Use these when preparing data: machine learning models expect (n_samples, n_features) shapes.

Common patterns you'll use daily

select a column: X[:, 2]
select columns 1..3: X[:, 1:4]
select rows satisfying condition: X[X[:,0] > 0]
add axis for broadcasting: x[:, None] + y[None, :]

Task	Indexing pattern	Returns
Row slice	arr[2] or arr[2,:]	1D view or depending on slice
Column slice	arr[:,2]	1D view
Submatrix	arr[1:3, 2:4]	2D view
Arbitrary picks	arr[[0,2,3]]	copy
Condition	arr[arr>0]	copy

Performance notes (brief but crucial)

Views are cheap (no copy). Use slices when possible for memory-critical workloads.
Fancy indexing and boolean masks copy data; they can be expensive on large arrays.
Prefer vectorized boolean masks to Python loops (faster thanks to contiguous memory and C backing).

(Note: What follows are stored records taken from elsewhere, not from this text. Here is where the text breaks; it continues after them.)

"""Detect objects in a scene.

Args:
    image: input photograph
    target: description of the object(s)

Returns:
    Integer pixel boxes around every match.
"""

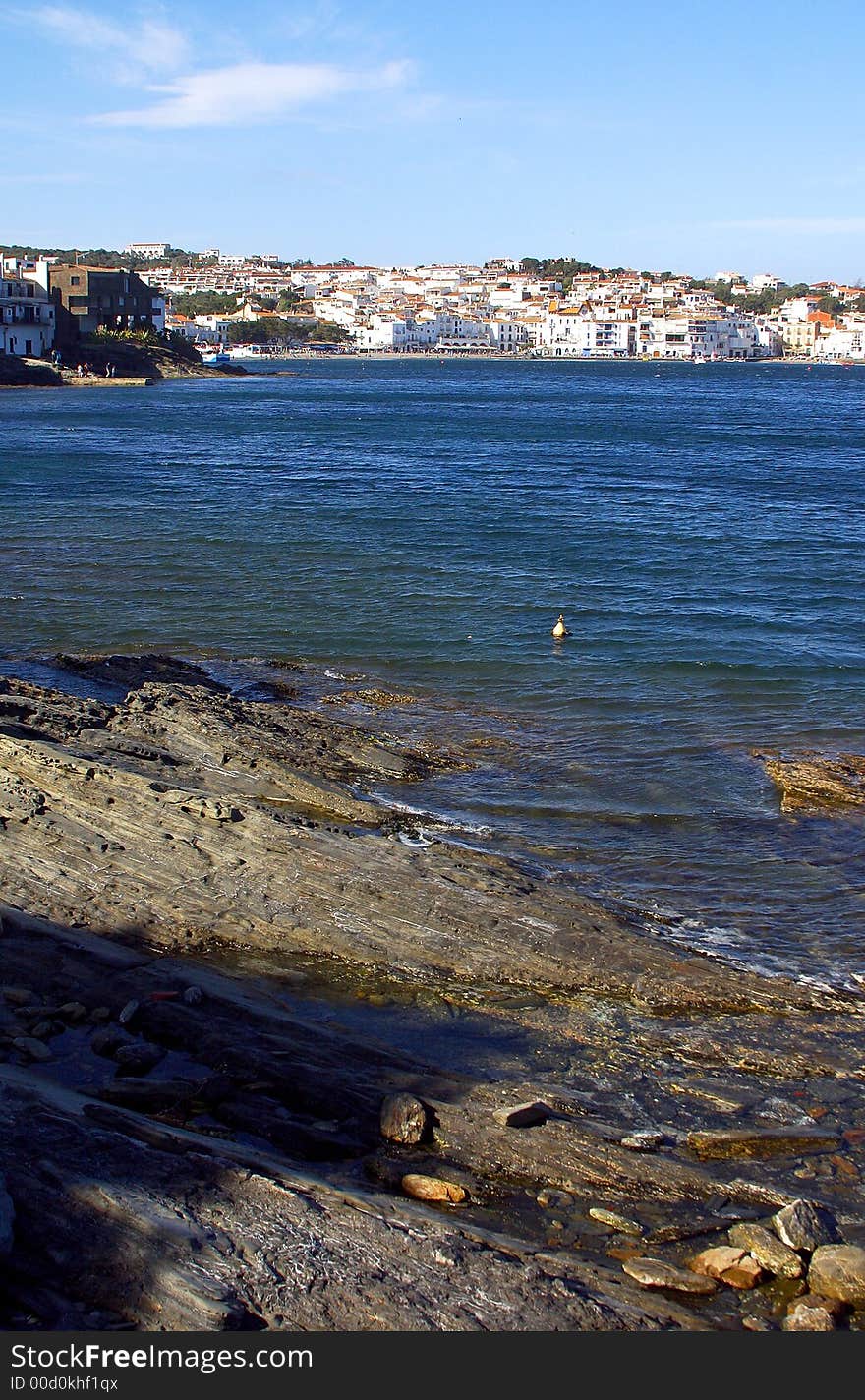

Closing: key takeaways (so you can flex in interviews)

Slicing gives views; fancy indexing/boolean masks give copies — remember this or you'll debug for hours.
Use negative indices and negative steps to count from the end or reverse quickly.
np.newaxis (or None) and Ellipsis are small helpers that unlock broadcasting and concise slicing in high dimensions.
Combine indexing with what you learned about dtypes and ndarray creation: correct dtype + correct slice = fast, memory-efficient pipelines.

"When you can slice the data the right way, you don't need to loop; you just need to think." — something your future self will be grateful you learned.